After months of data analysis and research, the results of the 2019 Design Census are here. Some of the information confirms what we suspected, and some of it is kind of surprising. Taken together, it tells a compelling story of where the design industry is right now, and it gives us a clear sense of what we need to work towards in the years to come. 

This year’s census questions are more expansive and inclusive than ever before, and we used that added context to help paint a more accurate and nuanced picture of the state of design. You can see the top highlights and interactive data visualizations on designcensus.org, where you can also download the full 2019 Design Census Report PDF for a deeper dive into the data. We also encourage designers to download the raw data and make their own visualizations (more info on how to do that, below).

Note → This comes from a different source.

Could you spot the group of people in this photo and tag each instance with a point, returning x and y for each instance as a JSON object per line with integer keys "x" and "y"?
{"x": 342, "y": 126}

But before you dig into the numbers, test your assumptions about your fellow designers and take our quiz to see how well you already know the design industry:

If you’ve got a thing for data, we want to help you parse the responses to the 2019 Design Census with some methodology tips from Archie Bagnall, former chapter president of AIGA Orange County (who previously sifted through the 2017 Design Census raw data and created this very accessible article):

  1. Name any data ranges that you’ll be working with (i.e. “CA,” or “NY”).
  2. Create dropdown lists to help filter the data down to your specific interests (this YouTube tutorial is also helpful).
  3. Pre-build basic charts for questions that you’ll be asking regularly (i.e. Salary vs. State), that can be updated via dropdowns.

If you’re feeling more ambitious and want to be a hero, you can also format the data into tables so other designers can stay out of the raw data altogether (see how Bagnall did this for the 2016 Design Census).

Note: as you play with the data, the accuracy can vary wildly depending on how it’s filtered, and it can be easy to accidentally (or intentionally) manipulate the data and draw misleading or inaccurate conclusions. If you’re not a data scientist or statistician, there’s not an easy way to get an exact measure, but comparing your filtered results against the dataset as a whole can be a helpful barometer. Bagnall strongly encourages table formatting as a safeguard.